There was also a custom Querydsl templates class to actually convert that operator into JPQL code (note that EclipseLink uses FUNC('name', args...) to invoke native database functions):

    public static class CustomTemplates
        extends EclipseLinkTemplates {

        private static final CustomTemplates INSTANCE = 
            new CustomTemplates();

        public static CustomTemplates getInstance() {
            return INSTANCE;
        }

        private CustomTemplates() {
            add(CustomOperators.NAME_HIERARCHY, 
                "FUNC('name_hierarchy', {0}, {1}, {2}, {3})");
        }
    }

As the example entity is Configuration, the final plumbing needed is a method annotated with @QueryDelegate(Configuration.class), so the extension method can be created in any class:

    @QueryDelegate(Configuration.class)
    public static StringExpression 
        nameHierarchy(EntityPath<Configuration> configuration) {
        NumberPath<Long> id = (NumberPath<Long>)
            FieldUtils.readField(configuration, "id");
        return StringOperation.create(
            CustomOperators.NAME_HIERARCHY, 
            id,
            StringTemplate.create("'configurations'"),
            StringTemplate.create("'name'"),
            StringTemplate.create("'parent_id'"));
    }

Finally, I can use the nameHierarchy method anywhere on queries, like:

QConfiguration c = QConfiguration.configuration;
List<Configuration> configs = new JPAQuery()
    .from(c)
    .orderBy(c.nameHierarchy.asc())
    .list(c);

Looks like that nameHierarchy method was always there, doesn't it? And the same idea can be reused on any other function, seamlessly blending them on the query metamodel. Now try to make something similar with JPA's criteria api!

domingo, 20 de janeiro de 2013

Replaced Hibernate as JPA provider... To never look back!!!
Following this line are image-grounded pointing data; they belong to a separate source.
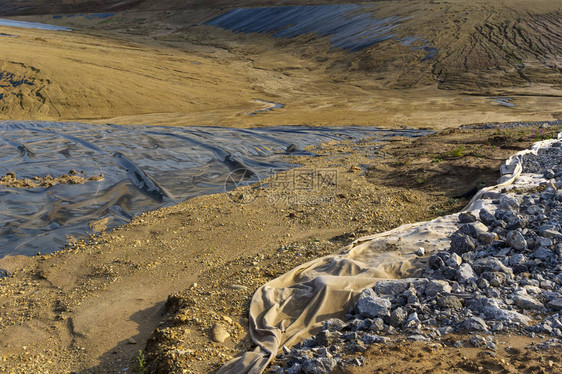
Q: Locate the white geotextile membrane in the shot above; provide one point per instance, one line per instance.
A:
(295, 305)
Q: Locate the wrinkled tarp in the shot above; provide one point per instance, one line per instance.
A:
(291, 307)
(144, 168)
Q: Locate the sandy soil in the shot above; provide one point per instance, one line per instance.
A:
(93, 306)
(11, 180)
(154, 67)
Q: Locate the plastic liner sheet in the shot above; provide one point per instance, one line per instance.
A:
(144, 168)
(350, 26)
(291, 307)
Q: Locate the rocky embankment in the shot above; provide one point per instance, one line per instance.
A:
(501, 274)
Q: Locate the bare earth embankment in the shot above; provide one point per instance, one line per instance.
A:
(94, 305)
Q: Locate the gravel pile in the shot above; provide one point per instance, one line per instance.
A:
(502, 273)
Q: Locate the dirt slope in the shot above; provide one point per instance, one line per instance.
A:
(156, 66)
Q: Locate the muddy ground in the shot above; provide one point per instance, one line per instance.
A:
(93, 306)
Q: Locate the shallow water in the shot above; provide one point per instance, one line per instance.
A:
(32, 25)
(144, 168)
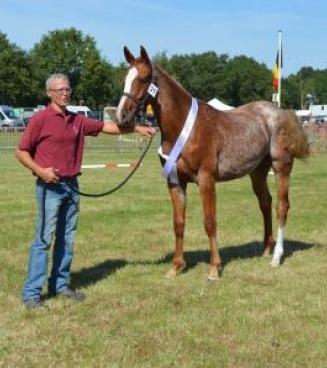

Hibernate is probably the most well-known ORM tool for Java. I first used it on version 1.X back on 2002. It even influenced the JPA (Java Persistence API), which is a standard ORM API.
The problem is: the application (has about 200 entities) was taking up +- 350MB of heap size on startup right after forcing a garbage collect (using jvisualvm).
That was too much. But things would improve. There was a setting which I've always mislooked as a batch size equivalent, called hibernate.default_batch_fetch_size, which we had with value 20.
After some investigation, I found it was used to load several records at once, at the expense of memory. So, just to test out, I changed it to 1 and, surprise... The same application was now taking up +- 150MB! What a change for something misunderstood!
But I was not satisfied, and decided to try another JPA provider. From some researches, I decided to go with EclipseLink. Result? The same application now starts up (after a garbage collection) with +- 35 MB!!!
Ok, what a huge difference! But performance should be worst, shouldn't it? No!!! On the load tests I did, EclipseLink was actually 2.5x faster than Hibernate!
There were some bumps, several queries were done with some non-standard (from JPA's point of view) elements, and so on. But they all could be resolved, one at a time.
Conclusion: After being a loyal Hibernate user for several years (well, not that loyal, as some projects I did with plain JDBC using Querydsl SQL module), I'll now try to avoid it as much as possible, and use EclipseLink instead. Even a future possibility is Batoo JPA, which claims to be 15-20x faster than Hibernate. However, as it cannot be used with Spring's LocalContainerEntityManagerFactoryBean (at least for now, as it requires a persistence.xml, and I like bootstrapping things programmatically), I'll stick with EclipseLink for now.